With Halloy configured, it can connect to your bouncer. Easy peasy.
Next, I had set up certificate based authentication with libera.chat’s network, which required me to cut a self signed certificate. soju can do the same! Once we’re connected to soju with our client, we can communicate with BouncerServ, a service used by users and admins of soju to manage their network connections. Halloy doesn’t have a network list for us to browse, so we need to setup our network connections here. Once set up and reconnected, Halloy will receive the network information over the previously mentioned bouncer-networks extension.
# commands sent to BouncerServ on soju
network create -name libera -addr ircs://irc.libera.chat
certfp generate -network libera
soju will now create the certificate and give you the fingerprint. You’ll need to give this to libera’s NickServ on a client that is actively connected to make this work. See libera’s documentation on using CertFP for more details.
After generating our cert, and updating libera to authenticate us with it, we’ll likely need to reconnect soju to libera to establish a clean connection workflow. A couple more commands to BouncerServ are all we need here:
network update -name libera -enabled false
network update -name libera -enabled true
Once you’ve done this, I restarted Halloy to establish a clean connection to soju.
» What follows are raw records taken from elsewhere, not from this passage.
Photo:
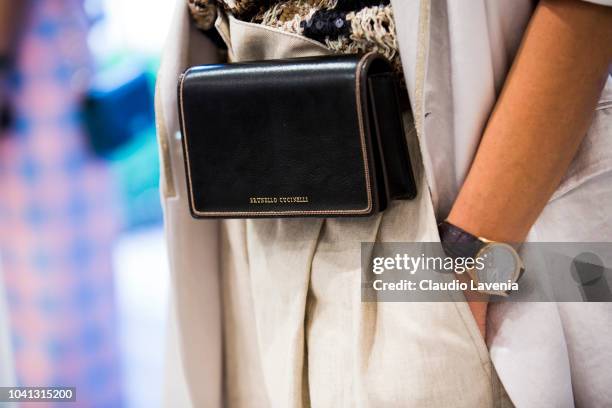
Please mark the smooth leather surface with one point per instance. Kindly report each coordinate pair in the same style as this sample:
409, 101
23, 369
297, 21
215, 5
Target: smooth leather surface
299, 137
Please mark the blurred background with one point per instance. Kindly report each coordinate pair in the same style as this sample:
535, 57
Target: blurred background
83, 269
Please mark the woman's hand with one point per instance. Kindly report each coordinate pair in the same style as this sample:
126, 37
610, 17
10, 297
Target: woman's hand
540, 119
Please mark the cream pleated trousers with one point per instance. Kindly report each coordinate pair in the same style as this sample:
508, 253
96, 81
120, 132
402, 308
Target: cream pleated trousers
296, 333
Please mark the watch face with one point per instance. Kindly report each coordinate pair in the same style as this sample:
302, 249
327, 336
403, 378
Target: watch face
500, 262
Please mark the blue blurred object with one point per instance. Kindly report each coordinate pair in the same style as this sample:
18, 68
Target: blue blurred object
118, 106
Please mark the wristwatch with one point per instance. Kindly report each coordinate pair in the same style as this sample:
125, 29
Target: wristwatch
497, 266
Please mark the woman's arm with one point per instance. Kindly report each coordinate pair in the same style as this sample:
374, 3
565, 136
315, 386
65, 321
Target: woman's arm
540, 118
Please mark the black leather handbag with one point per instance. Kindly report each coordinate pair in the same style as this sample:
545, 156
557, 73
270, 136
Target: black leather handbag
304, 137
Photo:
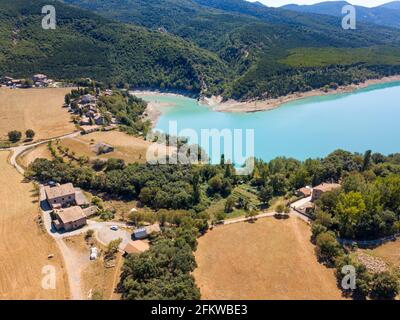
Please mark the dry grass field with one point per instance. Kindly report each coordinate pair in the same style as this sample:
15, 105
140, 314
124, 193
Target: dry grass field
389, 252
128, 148
37, 109
269, 259
41, 151
96, 279
24, 247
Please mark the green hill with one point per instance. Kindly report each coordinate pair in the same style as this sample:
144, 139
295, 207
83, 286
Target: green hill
259, 43
239, 49
87, 45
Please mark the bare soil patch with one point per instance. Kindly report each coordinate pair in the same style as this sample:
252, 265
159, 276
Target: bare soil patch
389, 252
269, 259
24, 246
41, 151
96, 280
37, 109
128, 148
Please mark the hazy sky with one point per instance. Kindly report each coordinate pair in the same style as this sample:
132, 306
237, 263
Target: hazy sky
278, 3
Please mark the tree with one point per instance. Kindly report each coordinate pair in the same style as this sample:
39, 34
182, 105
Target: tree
265, 194
328, 249
384, 286
366, 160
229, 204
112, 249
280, 208
30, 134
96, 201
349, 209
251, 214
14, 136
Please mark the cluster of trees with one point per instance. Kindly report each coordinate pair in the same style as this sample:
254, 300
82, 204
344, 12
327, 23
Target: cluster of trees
15, 136
164, 271
363, 209
377, 286
366, 207
86, 45
128, 110
156, 186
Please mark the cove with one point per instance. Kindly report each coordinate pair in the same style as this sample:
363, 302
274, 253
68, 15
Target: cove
309, 128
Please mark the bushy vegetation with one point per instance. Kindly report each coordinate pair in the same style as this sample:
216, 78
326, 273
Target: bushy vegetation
163, 272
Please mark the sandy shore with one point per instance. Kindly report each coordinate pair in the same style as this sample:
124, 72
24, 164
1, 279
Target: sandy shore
264, 105
154, 109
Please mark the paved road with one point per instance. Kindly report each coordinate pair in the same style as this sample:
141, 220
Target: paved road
299, 204
68, 256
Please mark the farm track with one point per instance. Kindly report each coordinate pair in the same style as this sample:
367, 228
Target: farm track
24, 247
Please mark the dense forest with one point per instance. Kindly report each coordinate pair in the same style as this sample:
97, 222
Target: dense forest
85, 45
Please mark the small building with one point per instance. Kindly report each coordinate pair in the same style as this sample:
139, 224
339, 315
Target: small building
39, 78
318, 191
307, 208
80, 199
70, 218
85, 121
6, 80
304, 192
100, 120
88, 98
137, 246
140, 233
91, 211
60, 195
102, 148
93, 253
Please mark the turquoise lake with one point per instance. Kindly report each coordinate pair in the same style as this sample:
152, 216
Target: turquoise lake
309, 128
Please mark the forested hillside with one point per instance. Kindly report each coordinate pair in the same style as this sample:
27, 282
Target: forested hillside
238, 49
385, 15
259, 43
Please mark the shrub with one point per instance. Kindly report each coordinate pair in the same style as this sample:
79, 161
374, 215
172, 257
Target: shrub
328, 249
14, 136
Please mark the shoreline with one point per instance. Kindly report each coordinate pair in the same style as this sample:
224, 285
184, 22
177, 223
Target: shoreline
233, 106
154, 109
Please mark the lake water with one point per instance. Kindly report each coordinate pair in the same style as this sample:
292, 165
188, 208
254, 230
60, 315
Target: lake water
312, 127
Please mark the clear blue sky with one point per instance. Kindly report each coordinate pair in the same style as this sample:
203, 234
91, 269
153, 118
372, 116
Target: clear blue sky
278, 3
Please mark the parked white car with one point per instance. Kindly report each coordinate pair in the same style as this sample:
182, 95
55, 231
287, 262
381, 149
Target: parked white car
93, 253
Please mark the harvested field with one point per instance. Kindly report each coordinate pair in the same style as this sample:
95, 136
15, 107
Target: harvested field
24, 247
128, 148
389, 252
37, 109
269, 259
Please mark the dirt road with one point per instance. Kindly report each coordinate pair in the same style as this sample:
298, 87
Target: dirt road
24, 247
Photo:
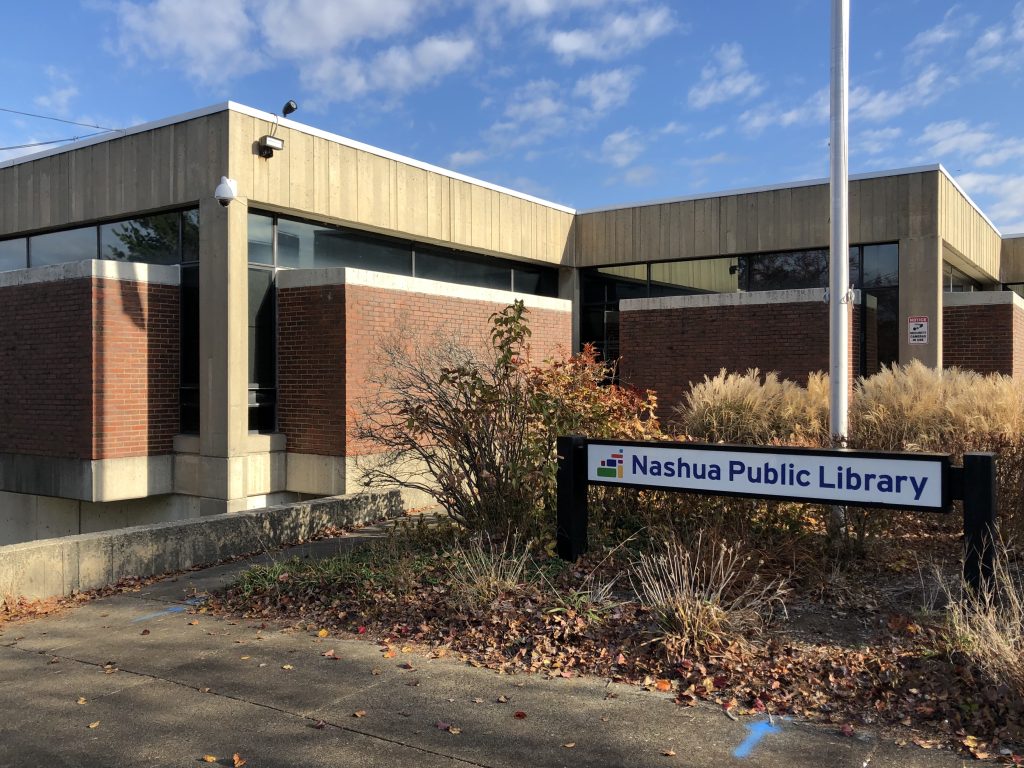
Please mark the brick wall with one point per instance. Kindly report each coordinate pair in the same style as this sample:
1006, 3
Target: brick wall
668, 349
986, 338
45, 369
135, 368
329, 337
88, 369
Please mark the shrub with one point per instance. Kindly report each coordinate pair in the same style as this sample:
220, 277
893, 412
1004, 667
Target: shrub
476, 432
704, 598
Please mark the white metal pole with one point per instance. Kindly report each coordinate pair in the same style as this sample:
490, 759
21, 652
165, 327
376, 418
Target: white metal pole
839, 244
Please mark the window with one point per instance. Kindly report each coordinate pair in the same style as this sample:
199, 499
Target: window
954, 281
153, 240
13, 254
57, 248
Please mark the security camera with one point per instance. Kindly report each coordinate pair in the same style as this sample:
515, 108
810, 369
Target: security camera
226, 190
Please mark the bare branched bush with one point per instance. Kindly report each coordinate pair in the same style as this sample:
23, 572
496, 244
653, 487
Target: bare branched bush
704, 597
483, 570
476, 431
989, 627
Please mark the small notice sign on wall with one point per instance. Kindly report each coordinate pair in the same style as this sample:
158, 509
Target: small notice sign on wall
916, 328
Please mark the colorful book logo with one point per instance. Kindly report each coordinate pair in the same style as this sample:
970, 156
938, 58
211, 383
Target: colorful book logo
612, 466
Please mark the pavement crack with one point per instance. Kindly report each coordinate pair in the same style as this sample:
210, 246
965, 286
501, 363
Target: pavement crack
271, 708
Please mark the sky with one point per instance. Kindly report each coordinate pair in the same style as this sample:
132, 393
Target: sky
584, 102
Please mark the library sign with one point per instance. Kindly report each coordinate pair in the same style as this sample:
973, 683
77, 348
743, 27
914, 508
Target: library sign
861, 478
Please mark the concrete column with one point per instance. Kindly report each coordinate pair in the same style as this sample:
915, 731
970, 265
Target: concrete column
921, 294
223, 354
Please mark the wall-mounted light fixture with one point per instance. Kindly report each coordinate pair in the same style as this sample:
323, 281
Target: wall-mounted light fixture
269, 143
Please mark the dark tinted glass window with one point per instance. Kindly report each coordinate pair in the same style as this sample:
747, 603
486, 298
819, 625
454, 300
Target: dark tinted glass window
881, 265
189, 236
152, 240
261, 329
58, 248
260, 239
189, 349
464, 269
783, 271
13, 254
538, 281
699, 275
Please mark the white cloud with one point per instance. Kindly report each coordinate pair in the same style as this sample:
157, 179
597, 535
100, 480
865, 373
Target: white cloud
308, 29
613, 36
639, 176
876, 141
622, 147
951, 27
212, 41
396, 70
955, 136
725, 79
62, 90
999, 46
468, 158
606, 90
1005, 195
879, 105
814, 110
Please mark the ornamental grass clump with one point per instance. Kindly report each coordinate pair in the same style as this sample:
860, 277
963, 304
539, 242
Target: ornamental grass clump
704, 597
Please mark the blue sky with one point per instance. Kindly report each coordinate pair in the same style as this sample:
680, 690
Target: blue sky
586, 102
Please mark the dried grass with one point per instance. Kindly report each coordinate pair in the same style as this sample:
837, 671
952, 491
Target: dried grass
989, 628
704, 597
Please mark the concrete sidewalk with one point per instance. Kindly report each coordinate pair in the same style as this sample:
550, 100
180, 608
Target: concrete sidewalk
168, 687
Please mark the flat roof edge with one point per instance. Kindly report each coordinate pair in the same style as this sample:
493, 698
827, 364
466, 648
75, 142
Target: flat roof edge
307, 129
120, 133
765, 187
260, 115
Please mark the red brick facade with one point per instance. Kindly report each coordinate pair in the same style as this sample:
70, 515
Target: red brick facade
668, 349
328, 350
88, 369
986, 338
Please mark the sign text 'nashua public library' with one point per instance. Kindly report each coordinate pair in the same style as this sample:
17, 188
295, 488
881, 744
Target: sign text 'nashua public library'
848, 477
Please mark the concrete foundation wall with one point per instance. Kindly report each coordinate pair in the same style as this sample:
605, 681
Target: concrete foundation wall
59, 566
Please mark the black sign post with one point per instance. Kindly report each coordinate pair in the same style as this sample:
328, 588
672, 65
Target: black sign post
920, 481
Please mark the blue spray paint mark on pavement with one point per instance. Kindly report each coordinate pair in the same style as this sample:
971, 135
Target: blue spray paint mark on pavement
156, 614
757, 731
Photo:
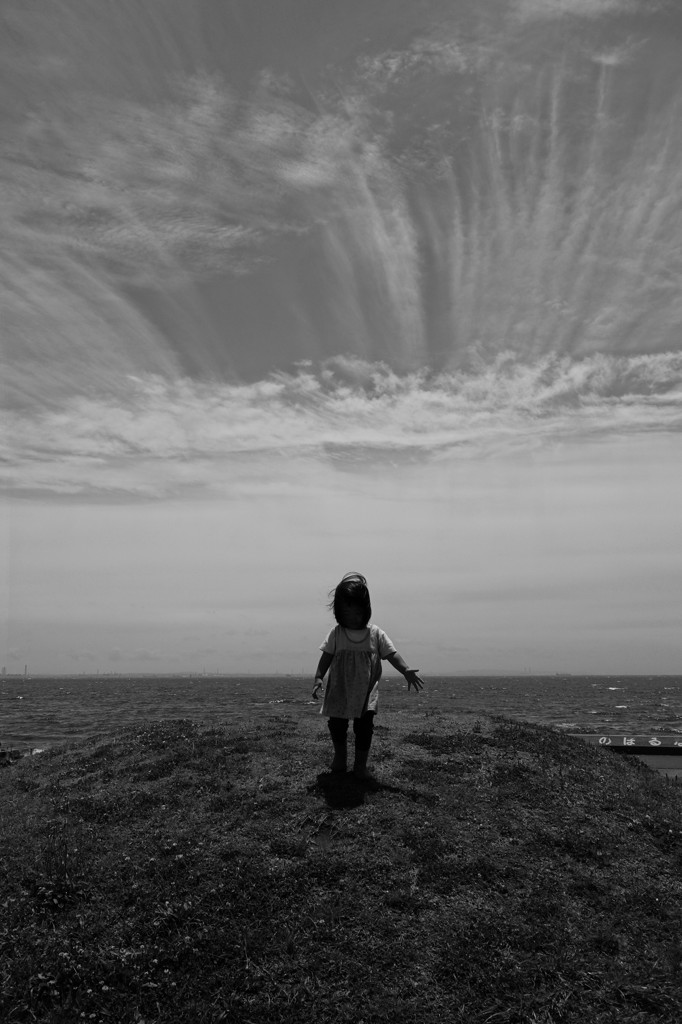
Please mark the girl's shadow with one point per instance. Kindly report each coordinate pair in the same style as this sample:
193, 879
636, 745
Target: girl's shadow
343, 790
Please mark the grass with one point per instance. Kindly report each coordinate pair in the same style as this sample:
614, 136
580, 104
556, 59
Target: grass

After connecting, Halloy presented me with my connection to soju, as well as a bounced connection to libera.chat.
[]
I’m pretty pleased with this setup so far! It took a little bit of finagling to figure out everything, and well, while soju’s man pages are quite thorough, I’ve certainly become spoiled by having nice formatted text documentation. That said, the spirit of the documentation definitely harkens back to the era of IRC, where man pages were the source of truth for service and command configuration, and adding additional clients to the bouncer was very straightforward. Next, I suppose I might have a look at connecting Goguma, giving me the same experience on my phone and tablet!